What did you get ? That's what I got in radian mode. Did you square (1-sin(x)) ? and then divide the integral by 4 ?

What do you mean ? I meant disk, sorry.

I did put function in term of x like above. is that right ?

13. Nov 11, 2008

### abelanger

Sorry got back from lunch,
Why would i square 1-sin(x) and then divide the integral by 4?? do you know how to get the integral of : f(x) = 1-sin(x) ??
Well is the equation: (9(x^4))/625 OR (9)(x^(4/625)) ??

14. Nov 11, 2008

### Dick

You would do those things because that how you get the cross sectional area to integrate. nns91 is doing it correctly, the answer is about 0.089. I don't think you read the problem completely. But, again, nns91, I think you want to express the answer exactly instead of as an approximation. Can't you do the integral without doing it numerically?

15. Nov 11, 2008

### nns91

I could but I think my teacher prefer approximation. Thanks for your comment.

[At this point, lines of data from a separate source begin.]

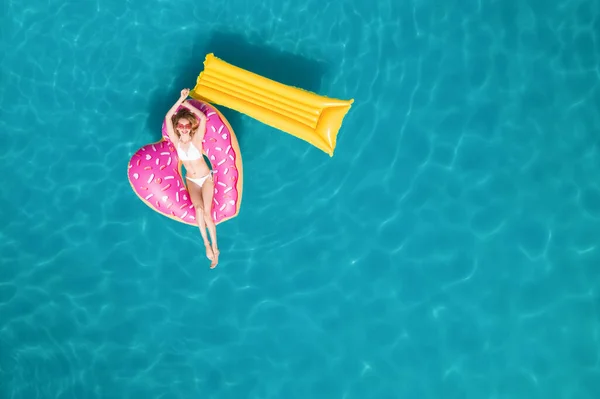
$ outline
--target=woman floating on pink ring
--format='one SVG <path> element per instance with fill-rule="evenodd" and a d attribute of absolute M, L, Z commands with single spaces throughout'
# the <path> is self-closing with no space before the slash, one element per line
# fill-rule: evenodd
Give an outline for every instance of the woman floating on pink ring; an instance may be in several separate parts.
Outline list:
<path fill-rule="evenodd" d="M 186 179 L 190 199 L 196 210 L 196 221 L 206 247 L 206 256 L 211 260 L 211 269 L 219 262 L 217 229 L 211 215 L 214 196 L 212 172 L 202 155 L 202 140 L 206 133 L 206 115 L 186 99 L 189 89 L 181 90 L 181 97 L 171 107 L 166 116 L 169 140 L 177 149 L 179 159 L 186 169 Z M 177 109 L 182 106 L 179 111 Z M 200 122 L 198 122 L 198 120 Z M 206 229 L 210 234 L 208 241 Z"/>

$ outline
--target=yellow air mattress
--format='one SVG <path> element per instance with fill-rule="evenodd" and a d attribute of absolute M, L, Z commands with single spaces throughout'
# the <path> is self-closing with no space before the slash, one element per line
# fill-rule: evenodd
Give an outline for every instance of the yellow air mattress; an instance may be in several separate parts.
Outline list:
<path fill-rule="evenodd" d="M 333 156 L 351 100 L 284 85 L 208 54 L 190 96 L 246 114 Z"/>

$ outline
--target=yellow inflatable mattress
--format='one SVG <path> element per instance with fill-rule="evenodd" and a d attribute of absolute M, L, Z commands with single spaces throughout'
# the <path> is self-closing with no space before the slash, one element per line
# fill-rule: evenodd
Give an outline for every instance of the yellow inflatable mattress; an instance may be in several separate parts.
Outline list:
<path fill-rule="evenodd" d="M 284 85 L 208 54 L 190 96 L 246 114 L 333 156 L 351 100 Z"/>

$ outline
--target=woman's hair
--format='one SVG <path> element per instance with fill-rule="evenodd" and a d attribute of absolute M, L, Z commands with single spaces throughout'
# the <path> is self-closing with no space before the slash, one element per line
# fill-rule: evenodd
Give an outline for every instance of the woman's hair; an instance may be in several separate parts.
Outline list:
<path fill-rule="evenodd" d="M 173 122 L 173 130 L 175 130 L 177 137 L 180 137 L 179 131 L 177 130 L 177 122 L 179 122 L 180 119 L 187 119 L 192 124 L 190 136 L 194 137 L 196 130 L 198 130 L 198 126 L 200 126 L 198 118 L 196 118 L 194 113 L 187 108 L 182 108 L 181 110 L 177 111 L 177 113 L 171 117 L 171 121 Z"/>

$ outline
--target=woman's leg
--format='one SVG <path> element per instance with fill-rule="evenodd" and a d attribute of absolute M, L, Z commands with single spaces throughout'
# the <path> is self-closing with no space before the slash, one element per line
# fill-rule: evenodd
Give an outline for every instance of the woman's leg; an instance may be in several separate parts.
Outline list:
<path fill-rule="evenodd" d="M 202 240 L 204 241 L 204 246 L 206 247 L 206 257 L 212 261 L 214 254 L 206 235 L 202 189 L 194 182 L 187 181 L 186 183 L 188 192 L 190 193 L 190 199 L 192 200 L 192 204 L 194 204 L 194 209 L 196 210 L 196 222 L 198 223 L 198 228 L 200 229 L 200 234 L 202 235 Z"/>
<path fill-rule="evenodd" d="M 219 247 L 217 246 L 217 227 L 215 221 L 212 218 L 212 206 L 213 196 L 215 194 L 215 183 L 213 182 L 212 176 L 204 182 L 202 185 L 202 199 L 204 206 L 204 223 L 208 228 L 210 234 L 210 240 L 212 241 L 212 251 L 214 254 L 213 262 L 210 267 L 213 268 L 219 262 Z"/>

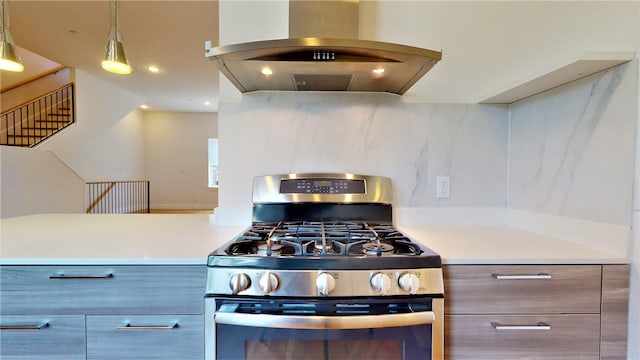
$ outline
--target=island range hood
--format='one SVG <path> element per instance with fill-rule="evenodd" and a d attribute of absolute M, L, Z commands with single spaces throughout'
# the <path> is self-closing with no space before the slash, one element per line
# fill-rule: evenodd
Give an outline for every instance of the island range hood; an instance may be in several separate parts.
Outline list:
<path fill-rule="evenodd" d="M 353 91 L 404 94 L 441 59 L 418 47 L 359 39 L 354 0 L 289 0 L 289 38 L 206 47 L 242 93 Z"/>

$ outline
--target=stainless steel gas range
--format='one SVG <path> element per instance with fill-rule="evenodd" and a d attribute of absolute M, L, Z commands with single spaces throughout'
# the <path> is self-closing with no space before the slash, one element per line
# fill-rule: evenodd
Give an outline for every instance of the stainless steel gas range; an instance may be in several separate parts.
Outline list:
<path fill-rule="evenodd" d="M 257 177 L 252 225 L 207 261 L 207 360 L 441 359 L 441 259 L 391 200 L 384 177 Z"/>

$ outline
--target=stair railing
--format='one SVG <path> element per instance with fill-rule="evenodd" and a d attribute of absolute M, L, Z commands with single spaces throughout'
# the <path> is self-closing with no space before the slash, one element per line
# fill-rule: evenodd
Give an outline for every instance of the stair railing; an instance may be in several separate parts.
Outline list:
<path fill-rule="evenodd" d="M 86 183 L 87 214 L 141 214 L 150 212 L 149 181 L 95 181 Z"/>
<path fill-rule="evenodd" d="M 34 147 L 75 122 L 73 83 L 0 114 L 0 145 Z"/>

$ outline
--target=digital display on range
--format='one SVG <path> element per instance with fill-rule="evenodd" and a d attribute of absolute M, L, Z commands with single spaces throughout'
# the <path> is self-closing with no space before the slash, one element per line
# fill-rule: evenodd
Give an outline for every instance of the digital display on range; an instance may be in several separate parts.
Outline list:
<path fill-rule="evenodd" d="M 313 181 L 313 186 L 317 187 L 329 187 L 332 186 L 333 182 L 331 180 L 315 180 Z"/>
<path fill-rule="evenodd" d="M 281 194 L 365 194 L 362 179 L 282 179 Z"/>

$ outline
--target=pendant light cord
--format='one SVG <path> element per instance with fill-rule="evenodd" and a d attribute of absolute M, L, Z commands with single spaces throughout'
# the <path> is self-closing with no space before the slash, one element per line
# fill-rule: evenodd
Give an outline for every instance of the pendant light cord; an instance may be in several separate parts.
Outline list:
<path fill-rule="evenodd" d="M 111 0 L 111 29 L 115 32 L 115 39 L 120 41 L 120 32 L 118 31 L 118 2 Z"/>
<path fill-rule="evenodd" d="M 4 33 L 4 17 L 6 15 L 6 13 L 4 12 L 4 2 L 5 0 L 2 0 L 2 20 L 0 20 L 0 32 Z"/>

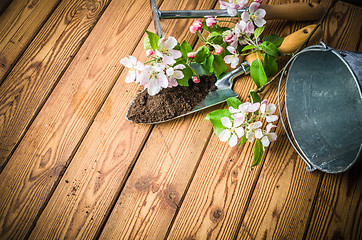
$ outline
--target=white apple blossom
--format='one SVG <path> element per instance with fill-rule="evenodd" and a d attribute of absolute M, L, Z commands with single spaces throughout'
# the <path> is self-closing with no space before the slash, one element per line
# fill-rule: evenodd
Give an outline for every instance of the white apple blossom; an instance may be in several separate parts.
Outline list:
<path fill-rule="evenodd" d="M 250 4 L 249 11 L 243 12 L 241 19 L 245 22 L 254 22 L 257 27 L 262 27 L 266 23 L 264 17 L 266 12 L 264 9 L 259 8 L 260 3 L 253 2 Z"/>
<path fill-rule="evenodd" d="M 236 68 L 236 66 L 239 64 L 239 54 L 236 53 L 236 49 L 232 46 L 227 46 L 226 49 L 232 55 L 226 55 L 224 57 L 224 62 L 227 64 L 231 64 L 232 68 Z"/>
<path fill-rule="evenodd" d="M 264 137 L 261 139 L 261 143 L 263 144 L 263 147 L 268 147 L 271 142 L 274 142 L 277 140 L 277 134 L 274 132 L 270 132 L 271 128 L 276 127 L 272 123 L 269 123 L 266 126 L 266 133 L 264 133 Z"/>
<path fill-rule="evenodd" d="M 220 1 L 220 8 L 226 9 L 228 14 L 232 17 L 238 15 L 238 9 L 246 6 L 248 0 L 229 0 L 229 2 Z"/>
<path fill-rule="evenodd" d="M 156 55 L 160 57 L 164 64 L 173 65 L 176 63 L 175 59 L 182 56 L 181 52 L 173 49 L 177 45 L 177 40 L 174 37 L 160 38 L 158 40 L 158 49 Z"/>
<path fill-rule="evenodd" d="M 267 122 L 275 122 L 278 120 L 277 115 L 273 115 L 275 111 L 277 110 L 277 107 L 273 103 L 268 104 L 268 100 L 265 99 L 261 102 L 260 106 L 260 112 L 265 117 Z"/>
<path fill-rule="evenodd" d="M 229 141 L 229 145 L 234 147 L 238 143 L 238 138 L 244 136 L 244 128 L 241 126 L 242 122 L 234 121 L 232 123 L 228 117 L 222 117 L 220 120 L 222 125 L 226 127 L 219 135 L 220 141 Z"/>
<path fill-rule="evenodd" d="M 137 58 L 134 56 L 124 57 L 120 61 L 126 68 L 128 68 L 128 73 L 125 79 L 126 83 L 133 81 L 139 82 L 140 70 L 143 68 L 143 63 L 137 61 Z"/>
<path fill-rule="evenodd" d="M 168 79 L 165 75 L 165 65 L 157 63 L 153 66 L 145 66 L 140 74 L 140 84 L 147 88 L 149 95 L 154 96 L 161 91 L 162 88 L 168 87 Z"/>
<path fill-rule="evenodd" d="M 261 139 L 263 137 L 263 132 L 260 129 L 262 125 L 260 121 L 249 124 L 246 132 L 246 138 L 249 142 L 253 142 L 254 138 Z"/>
<path fill-rule="evenodd" d="M 178 85 L 177 79 L 183 79 L 184 74 L 180 69 L 186 68 L 183 64 L 178 64 L 175 67 L 169 67 L 166 70 L 168 76 L 168 87 L 176 87 Z"/>
<path fill-rule="evenodd" d="M 241 118 L 244 117 L 248 114 L 248 113 L 253 113 L 258 111 L 260 107 L 260 103 L 250 103 L 250 102 L 245 102 L 239 105 L 238 109 L 235 109 L 233 107 L 229 107 L 229 111 L 233 114 L 232 117 L 234 119 L 236 118 Z"/>

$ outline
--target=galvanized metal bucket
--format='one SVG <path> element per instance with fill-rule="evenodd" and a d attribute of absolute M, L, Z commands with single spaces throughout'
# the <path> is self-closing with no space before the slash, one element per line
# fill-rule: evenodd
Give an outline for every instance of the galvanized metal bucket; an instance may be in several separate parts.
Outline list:
<path fill-rule="evenodd" d="M 285 109 L 291 135 L 307 171 L 347 171 L 362 149 L 362 53 L 336 51 L 325 44 L 305 48 L 287 63 Z"/>

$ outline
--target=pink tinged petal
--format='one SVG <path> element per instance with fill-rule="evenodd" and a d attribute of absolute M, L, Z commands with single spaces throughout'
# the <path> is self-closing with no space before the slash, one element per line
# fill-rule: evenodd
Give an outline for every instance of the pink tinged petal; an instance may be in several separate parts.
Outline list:
<path fill-rule="evenodd" d="M 246 138 L 248 139 L 249 142 L 254 141 L 254 136 L 255 136 L 255 134 L 252 131 L 246 132 Z"/>
<path fill-rule="evenodd" d="M 165 41 L 165 45 L 164 47 L 166 49 L 173 49 L 174 47 L 176 47 L 177 45 L 177 40 L 174 37 L 169 37 L 166 41 Z"/>
<path fill-rule="evenodd" d="M 255 137 L 260 139 L 263 137 L 263 132 L 260 129 L 255 130 Z"/>
<path fill-rule="evenodd" d="M 227 46 L 226 49 L 232 53 L 232 54 L 236 54 L 236 49 L 232 46 Z M 228 56 L 232 56 L 232 55 L 228 55 Z"/>
<path fill-rule="evenodd" d="M 224 62 L 230 64 L 234 59 L 234 55 L 227 55 L 224 57 Z"/>
<path fill-rule="evenodd" d="M 230 121 L 230 118 L 228 117 L 222 117 L 220 121 L 224 127 L 231 128 L 233 126 L 233 124 Z"/>
<path fill-rule="evenodd" d="M 241 20 L 243 20 L 244 22 L 247 22 L 250 20 L 250 15 L 248 13 L 248 11 L 245 11 L 241 14 Z M 246 25 L 246 23 L 245 23 Z"/>
<path fill-rule="evenodd" d="M 249 34 L 249 33 L 254 33 L 254 24 L 252 22 L 248 22 L 246 24 L 246 28 L 245 28 L 245 33 Z M 250 36 L 249 36 L 250 37 Z"/>
<path fill-rule="evenodd" d="M 191 59 L 194 59 L 195 56 L 196 56 L 196 53 L 195 53 L 195 52 L 189 52 L 189 53 L 187 54 L 187 57 L 188 57 L 188 58 L 191 58 Z"/>
<path fill-rule="evenodd" d="M 220 141 L 227 142 L 230 138 L 231 132 L 229 129 L 225 129 L 219 134 Z"/>
<path fill-rule="evenodd" d="M 251 14 L 256 13 L 257 9 L 259 8 L 260 4 L 253 2 L 252 4 L 250 4 L 249 6 L 249 11 Z"/>
<path fill-rule="evenodd" d="M 182 53 L 178 50 L 169 50 L 168 51 L 169 56 L 173 57 L 174 59 L 180 58 L 182 56 Z"/>
<path fill-rule="evenodd" d="M 168 78 L 168 87 L 176 87 L 178 85 L 177 80 L 175 77 Z"/>
<path fill-rule="evenodd" d="M 238 15 L 237 10 L 232 8 L 231 6 L 227 8 L 227 12 L 232 17 L 235 17 L 236 15 Z"/>
<path fill-rule="evenodd" d="M 238 109 L 235 109 L 235 108 L 233 108 L 233 107 L 229 107 L 229 111 L 230 111 L 231 113 L 238 113 L 238 112 L 239 112 Z"/>
<path fill-rule="evenodd" d="M 242 127 L 235 128 L 235 133 L 236 135 L 238 135 L 238 138 L 243 137 L 245 133 L 244 128 Z"/>
<path fill-rule="evenodd" d="M 245 114 L 244 113 L 236 113 L 231 115 L 232 118 L 234 119 L 238 119 L 238 118 L 243 118 L 245 120 Z"/>
<path fill-rule="evenodd" d="M 173 65 L 176 63 L 175 59 L 173 57 L 164 55 L 162 58 L 162 62 L 167 65 Z"/>
<path fill-rule="evenodd" d="M 156 50 L 156 56 L 162 58 L 163 54 L 160 51 Z"/>
<path fill-rule="evenodd" d="M 157 74 L 157 83 L 161 88 L 167 88 L 168 78 L 163 72 Z"/>
<path fill-rule="evenodd" d="M 260 104 L 268 104 L 268 99 L 264 99 Z"/>
<path fill-rule="evenodd" d="M 132 68 L 133 67 L 132 62 L 128 57 L 122 58 L 120 63 L 123 64 L 126 68 Z"/>
<path fill-rule="evenodd" d="M 251 112 L 251 113 L 256 112 L 256 111 L 258 111 L 259 107 L 260 107 L 260 103 L 254 103 L 249 106 L 248 112 Z"/>
<path fill-rule="evenodd" d="M 270 116 L 266 116 L 266 121 L 267 122 L 275 122 L 276 120 L 278 120 L 278 116 L 277 115 L 270 115 Z"/>
<path fill-rule="evenodd" d="M 260 121 L 257 121 L 257 122 L 254 122 L 254 123 L 250 123 L 249 125 L 249 129 L 252 130 L 252 129 L 257 129 L 257 128 L 260 128 L 263 124 L 260 122 Z"/>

The problem is (9*x^4)/625.

So how can I do the 2nd problem ?

16. Nov 11, 2008

### Dick

Do the next one like you did the first one. Sure, use disks. Given a value of y, what's the radius of the disk? What's the area of the disk? Now integrate area dy to get the volume.

17. Nov 11, 2008

### nns91

Radius will be x=((625*y)/9)^1/4 so area will be pi*x^2 ??? Is that true ?

I am confused about part c too.

So v= pi*r^2 * h right ? What's next ? I too the derivative but it led to dr/dt which I don't know ?

18. Nov 11, 2008

### Dick

Right. Area is pi*x^2=pi*((y*625)/9)^(1/4))^2. But you don't just multiply area times height, the area isn't constant. You have to INTEGRATE area*dy. Because you know part c) is coming don't just find the volume for h=5. Find the volume for a general value of h.

19. Nov 11, 2008

### nns91

so how can I find the limit of integral is that 0 to 9 ?

v=pi*r^2*h right ? so I just take the derivative. and gt dv/dt = 2pi*r*h*dr/dt + 2pi*r*dh/dt.

I have pretty much everything except dr/dt and r. How can I find those variables ?

20. Nov 11, 2008

### Dick

Maybe I didn't emphasize that V=pi*r^2*h is WRONG. You have to INTEGRATE to find the volume. Go back to part a).